Knapp recalled that Freeman forgot the surgical hammer he used to pound the spikes into the brain. "We finally found a wooden mallet in the kitchen and that's what he used," said Knapp.

"I was never convinced that the operation was helpful and it appeared to me we were dealing with a sadistic bastard," he told the reporter.

The purpose of performing a lobotomy was to sever the nerve tracks from the frontal lobe of the brain, where ideas originate, and the mid-brain, the seat of the emotions.

Knapp explained the surgery cut off reactions to thoughts. Lobotomized patients became apathetic zombies because they had no emotional feelings.

Dr. Freeman gave statistics from 228 patients upon which he operated during one West Virginia experiment, saying eighty-six had been discharged from the hospital with five returning.

"There are 36 more ready to go home as soon as their families can take them. Another 29 have shown some improvement but still need hospital care. Of the 77 remaining, 73 have shown no improvement and four have died," he wrote.

Knapp said if long-term follow-up was done, the number who actually improved would be practically zero.

Knapp remembered one of the patients died from an inter-cranial hemorrhage. Knapp concluded Freeman "butchered a lot of patients who could have been helped when psychotic drugs came out."

In Jack El-Hai's book "The Lobotomist: A Maverick Medical Genius and His Tragic Quest to Rid the World of Mental Illness," the writer describes Freeman as saying his lobotomy campaign was "a gratifying experience," a successful mass marketing of his desire to radically transform the field of psycho-surgery.

Postcard of Spencer State Hospital

Main entrance to hospital

One account says "Freeman devoted an intensity and energy to his mission in West Virginia that surpassed nowhere else. Over the next four years he frequently visited the state, with the result that its per capita rate of lobotomy was the highest in the nation. In the 1950s Freeman operated on additional patients at West Virginia hospitals in Huntington, Lakin, and Spencer."

"At the hospital in Lakin, a segregated institution mostly for "colored boys," Freeman was pleased when he returned "a week or so after operating upon twenty very dangerous Negroes and found fifteen of them sitting under trees with only one guard in sight. It was the first time that they had been out of the seclusion rooms for anywhere from six months to seven years," the report said.

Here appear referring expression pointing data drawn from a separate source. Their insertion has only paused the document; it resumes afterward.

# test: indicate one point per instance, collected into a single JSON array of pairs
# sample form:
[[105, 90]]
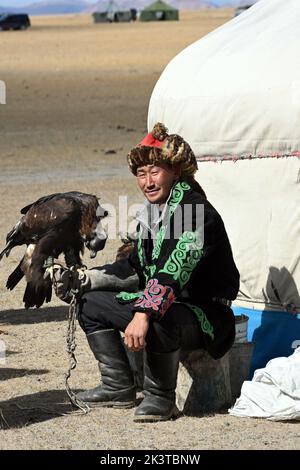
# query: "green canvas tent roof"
[[159, 5]]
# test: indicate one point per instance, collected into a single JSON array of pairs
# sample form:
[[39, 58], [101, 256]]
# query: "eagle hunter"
[[54, 224]]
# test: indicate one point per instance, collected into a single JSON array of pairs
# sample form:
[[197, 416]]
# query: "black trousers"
[[99, 310]]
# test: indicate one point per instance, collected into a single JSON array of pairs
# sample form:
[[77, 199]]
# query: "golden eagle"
[[54, 224]]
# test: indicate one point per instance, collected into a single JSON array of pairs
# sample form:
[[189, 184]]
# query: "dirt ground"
[[77, 97]]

Newsweek reported the operation had made the mental patients much easier to care for in the institutions, leading to discharging patients from a crowded situation.

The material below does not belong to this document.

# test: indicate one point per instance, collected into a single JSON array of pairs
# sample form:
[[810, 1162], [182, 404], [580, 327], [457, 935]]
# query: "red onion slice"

The New York Times reported that Dr. Freeman was on a crusade to teach his technique to doctors in America.

Accounts indicate about 50,000 people had the surgery between the mid-1930s and the 1970s.

In a 1952, Time reported that "ice pick" patients suffered from a variety of mental disorders ... anxiety neuroses, while others fought against irrational fears, morbid thoughts, hallucinations and suicidal depression.

"By the time he finished his experiments with patients in West Virginia mental hospitals last month, Washington Neurologist Walter Freeman had supervised or performed more than 200 of these transorbital lobotomies (TIME, May 28, 1951) in two weeks.

He already had more than 1,000 other lobotomies to his credit.

A blue looseleaf notebook was surrendered by the hospital to the archives of the W. Va. Department of Culture and History, containing photographic records of nearly 200 Spencer State Hospital patients Freeman operated on between 1949 and 1952. The photos show each patient before, during and after the surgery.

George Washington University has 77 linear feet of documents regarding Freemen's surgeries, including a section on West Virginia.

The hospital was closed in 1989 and has been torn down.